Wednesday, January 19, 2022

Speaking and listening

 It felt good to get back in the classroom yesterday, though I was feeling talked out and a bit sore-throated by the end of the day. Obvious remedy: talk less, listen more. 

And so I responded affirmatively to the student who emailed later to ask if I was familiar with the work of Ram Dass, aka Baba Ram Dass, aka Richie Alpert, who said “The quieter you become, the more you can hear.” True. And that was indeed a message I tried to convey on Opening Day, that the collaborative form of philosophy I hope to foster in our classes involves just that willingness to listen as well as speak. I need to practice what I preach.

Richie's obit describes him as a "peripatetic lecturer on New Age possibilities," but I don't think he was quite my style of peripatetic. Or Aristotle's. That doesn't mean I shouldn't try to hear what he might have to say. "Be here now" is a wonderfully pithy piece of wisdom. If we do that in class and really attend to one another's contributions, not leap to dismiss what sounds unfamiliar or uncongenial, we might learn something. 

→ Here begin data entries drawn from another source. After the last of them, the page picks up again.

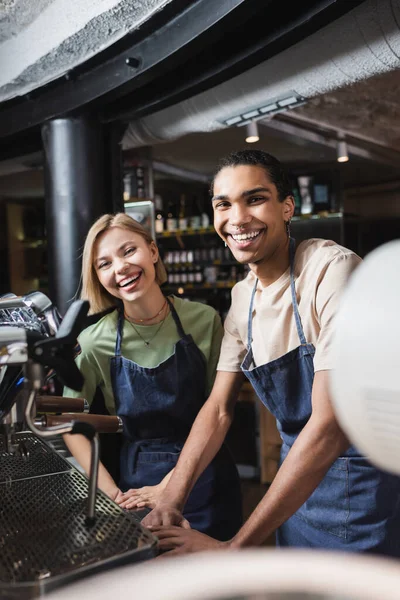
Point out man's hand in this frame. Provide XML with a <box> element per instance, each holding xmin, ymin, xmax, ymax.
<box><xmin>151</xmin><ymin>526</ymin><xmax>230</xmax><ymax>556</ymax></box>
<box><xmin>115</xmin><ymin>484</ymin><xmax>165</xmax><ymax>510</ymax></box>
<box><xmin>142</xmin><ymin>504</ymin><xmax>190</xmax><ymax>531</ymax></box>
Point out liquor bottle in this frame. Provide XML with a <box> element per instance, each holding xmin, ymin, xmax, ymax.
<box><xmin>154</xmin><ymin>194</ymin><xmax>165</xmax><ymax>233</ymax></box>
<box><xmin>167</xmin><ymin>202</ymin><xmax>178</xmax><ymax>231</ymax></box>
<box><xmin>178</xmin><ymin>194</ymin><xmax>188</xmax><ymax>230</ymax></box>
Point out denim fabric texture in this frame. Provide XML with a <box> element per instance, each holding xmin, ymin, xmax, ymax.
<box><xmin>110</xmin><ymin>300</ymin><xmax>242</xmax><ymax>540</ymax></box>
<box><xmin>242</xmin><ymin>238</ymin><xmax>400</xmax><ymax>557</ymax></box>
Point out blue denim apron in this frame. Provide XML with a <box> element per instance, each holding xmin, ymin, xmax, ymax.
<box><xmin>241</xmin><ymin>238</ymin><xmax>400</xmax><ymax>556</ymax></box>
<box><xmin>111</xmin><ymin>300</ymin><xmax>242</xmax><ymax>540</ymax></box>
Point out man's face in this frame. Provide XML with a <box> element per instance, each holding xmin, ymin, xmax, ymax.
<box><xmin>212</xmin><ymin>165</ymin><xmax>294</xmax><ymax>265</ymax></box>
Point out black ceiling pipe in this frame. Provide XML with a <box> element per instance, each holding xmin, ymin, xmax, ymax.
<box><xmin>0</xmin><ymin>0</ymin><xmax>365</xmax><ymax>148</ymax></box>
<box><xmin>42</xmin><ymin>116</ymin><xmax>112</xmax><ymax>315</ymax></box>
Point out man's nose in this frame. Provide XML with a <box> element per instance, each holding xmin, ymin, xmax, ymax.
<box><xmin>229</xmin><ymin>205</ymin><xmax>252</xmax><ymax>226</ymax></box>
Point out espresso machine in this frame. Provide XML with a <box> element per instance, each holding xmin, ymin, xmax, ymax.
<box><xmin>0</xmin><ymin>292</ymin><xmax>157</xmax><ymax>599</ymax></box>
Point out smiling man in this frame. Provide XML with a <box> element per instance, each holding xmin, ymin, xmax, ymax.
<box><xmin>144</xmin><ymin>151</ymin><xmax>400</xmax><ymax>556</ymax></box>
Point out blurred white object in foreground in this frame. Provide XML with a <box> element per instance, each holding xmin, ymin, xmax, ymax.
<box><xmin>46</xmin><ymin>548</ymin><xmax>400</xmax><ymax>600</ymax></box>
<box><xmin>331</xmin><ymin>240</ymin><xmax>400</xmax><ymax>475</ymax></box>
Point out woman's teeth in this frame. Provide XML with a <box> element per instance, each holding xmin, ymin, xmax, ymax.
<box><xmin>231</xmin><ymin>231</ymin><xmax>261</xmax><ymax>242</ymax></box>
<box><xmin>119</xmin><ymin>273</ymin><xmax>140</xmax><ymax>288</ymax></box>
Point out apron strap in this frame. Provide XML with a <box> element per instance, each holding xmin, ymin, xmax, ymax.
<box><xmin>289</xmin><ymin>237</ymin><xmax>307</xmax><ymax>344</ymax></box>
<box><xmin>115</xmin><ymin>298</ymin><xmax>186</xmax><ymax>356</ymax></box>
<box><xmin>115</xmin><ymin>309</ymin><xmax>124</xmax><ymax>356</ymax></box>
<box><xmin>247</xmin><ymin>279</ymin><xmax>258</xmax><ymax>351</ymax></box>
<box><xmin>167</xmin><ymin>298</ymin><xmax>186</xmax><ymax>338</ymax></box>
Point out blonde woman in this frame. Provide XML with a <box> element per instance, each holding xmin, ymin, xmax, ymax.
<box><xmin>64</xmin><ymin>213</ymin><xmax>241</xmax><ymax>540</ymax></box>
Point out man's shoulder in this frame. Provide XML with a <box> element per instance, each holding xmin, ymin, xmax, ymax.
<box><xmin>173</xmin><ymin>296</ymin><xmax>218</xmax><ymax>322</ymax></box>
<box><xmin>296</xmin><ymin>238</ymin><xmax>362</xmax><ymax>272</ymax></box>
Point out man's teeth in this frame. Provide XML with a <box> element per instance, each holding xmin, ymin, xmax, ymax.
<box><xmin>232</xmin><ymin>231</ymin><xmax>261</xmax><ymax>242</ymax></box>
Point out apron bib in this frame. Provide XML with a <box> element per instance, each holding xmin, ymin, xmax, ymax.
<box><xmin>241</xmin><ymin>238</ymin><xmax>400</xmax><ymax>556</ymax></box>
<box><xmin>111</xmin><ymin>299</ymin><xmax>242</xmax><ymax>540</ymax></box>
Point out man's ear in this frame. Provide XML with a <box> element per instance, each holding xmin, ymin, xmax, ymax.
<box><xmin>283</xmin><ymin>196</ymin><xmax>294</xmax><ymax>221</ymax></box>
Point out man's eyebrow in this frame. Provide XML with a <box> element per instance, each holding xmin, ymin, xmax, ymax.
<box><xmin>242</xmin><ymin>186</ymin><xmax>271</xmax><ymax>198</ymax></box>
<box><xmin>211</xmin><ymin>194</ymin><xmax>229</xmax><ymax>202</ymax></box>
<box><xmin>211</xmin><ymin>186</ymin><xmax>271</xmax><ymax>202</ymax></box>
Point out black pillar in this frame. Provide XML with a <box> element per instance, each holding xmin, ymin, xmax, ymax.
<box><xmin>42</xmin><ymin>117</ymin><xmax>122</xmax><ymax>315</ymax></box>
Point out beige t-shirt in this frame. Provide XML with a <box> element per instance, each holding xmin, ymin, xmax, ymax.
<box><xmin>217</xmin><ymin>239</ymin><xmax>361</xmax><ymax>372</ymax></box>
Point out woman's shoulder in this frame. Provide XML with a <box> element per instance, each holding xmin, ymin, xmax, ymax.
<box><xmin>78</xmin><ymin>310</ymin><xmax>118</xmax><ymax>350</ymax></box>
<box><xmin>173</xmin><ymin>296</ymin><xmax>219</xmax><ymax>322</ymax></box>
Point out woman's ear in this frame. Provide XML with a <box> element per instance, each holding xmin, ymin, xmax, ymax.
<box><xmin>283</xmin><ymin>196</ymin><xmax>294</xmax><ymax>221</ymax></box>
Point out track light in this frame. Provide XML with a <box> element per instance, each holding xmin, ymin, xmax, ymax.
<box><xmin>246</xmin><ymin>121</ymin><xmax>260</xmax><ymax>144</ymax></box>
<box><xmin>337</xmin><ymin>134</ymin><xmax>349</xmax><ymax>162</ymax></box>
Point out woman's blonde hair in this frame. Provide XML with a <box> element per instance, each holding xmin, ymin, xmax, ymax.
<box><xmin>81</xmin><ymin>213</ymin><xmax>167</xmax><ymax>314</ymax></box>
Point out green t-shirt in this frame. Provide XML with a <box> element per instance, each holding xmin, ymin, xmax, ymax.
<box><xmin>63</xmin><ymin>297</ymin><xmax>223</xmax><ymax>414</ymax></box>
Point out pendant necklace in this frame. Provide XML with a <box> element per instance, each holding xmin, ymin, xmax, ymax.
<box><xmin>125</xmin><ymin>300</ymin><xmax>167</xmax><ymax>346</ymax></box>
<box><xmin>124</xmin><ymin>298</ymin><xmax>167</xmax><ymax>323</ymax></box>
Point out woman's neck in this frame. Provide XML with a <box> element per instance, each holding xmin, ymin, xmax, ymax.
<box><xmin>124</xmin><ymin>285</ymin><xmax>168</xmax><ymax>325</ymax></box>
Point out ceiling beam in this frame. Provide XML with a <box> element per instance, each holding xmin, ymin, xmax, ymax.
<box><xmin>259</xmin><ymin>116</ymin><xmax>400</xmax><ymax>167</ymax></box>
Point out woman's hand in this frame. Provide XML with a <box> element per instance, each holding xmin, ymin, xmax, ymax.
<box><xmin>142</xmin><ymin>502</ymin><xmax>190</xmax><ymax>530</ymax></box>
<box><xmin>115</xmin><ymin>481</ymin><xmax>165</xmax><ymax>510</ymax></box>
<box><xmin>151</xmin><ymin>526</ymin><xmax>230</xmax><ymax>556</ymax></box>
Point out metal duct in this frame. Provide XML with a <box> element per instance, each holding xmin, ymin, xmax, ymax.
<box><xmin>123</xmin><ymin>0</ymin><xmax>400</xmax><ymax>149</ymax></box>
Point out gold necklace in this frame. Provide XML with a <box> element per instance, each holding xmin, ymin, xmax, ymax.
<box><xmin>124</xmin><ymin>298</ymin><xmax>167</xmax><ymax>323</ymax></box>
<box><xmin>127</xmin><ymin>304</ymin><xmax>167</xmax><ymax>346</ymax></box>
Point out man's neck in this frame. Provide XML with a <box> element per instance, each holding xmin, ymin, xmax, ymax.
<box><xmin>249</xmin><ymin>239</ymin><xmax>290</xmax><ymax>288</ymax></box>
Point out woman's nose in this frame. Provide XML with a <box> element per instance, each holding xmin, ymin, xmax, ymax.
<box><xmin>115</xmin><ymin>258</ymin><xmax>128</xmax><ymax>273</ymax></box>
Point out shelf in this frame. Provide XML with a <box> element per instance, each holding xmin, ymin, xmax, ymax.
<box><xmin>156</xmin><ymin>225</ymin><xmax>217</xmax><ymax>238</ymax></box>
<box><xmin>19</xmin><ymin>238</ymin><xmax>47</xmax><ymax>248</ymax></box>
<box><xmin>292</xmin><ymin>212</ymin><xmax>343</xmax><ymax>223</ymax></box>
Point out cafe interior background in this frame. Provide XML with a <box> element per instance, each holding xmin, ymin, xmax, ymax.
<box><xmin>0</xmin><ymin>2</ymin><xmax>400</xmax><ymax>556</ymax></box>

Richie eventually learned something his pal Tim Leary, who turned on, tuned in, dropped out, orbited the planet for  a few years and then literally crashed and burned, apparently did not: "He said he realized that his 400 LSD trips had not been nearly as enlightening as his drugless spiritual epiphanies..."

I hope we have some of those this semester too, in and out of class. Listening respectfully will help. But as William James knew, philosophers also must speak. They must fire their volleys of vocables from their conceptual shotguns, and the honest among them also know that only a few of those volleys will approach their targets. 

Truth and fact do well up into our lives in ways that exceed verbal formulation. But words are our medium and currency, so another of my Opening Day messages was that we've got to speak up if we're going to be any decent kind of CoPhilosophers. And pay attention to our peers.

Words are also, said the poet, a powerful and amazing drug when judiciously dispensed. Getting the dosage right is a challenge, but a worthy one. Let's drop in, and let's converse.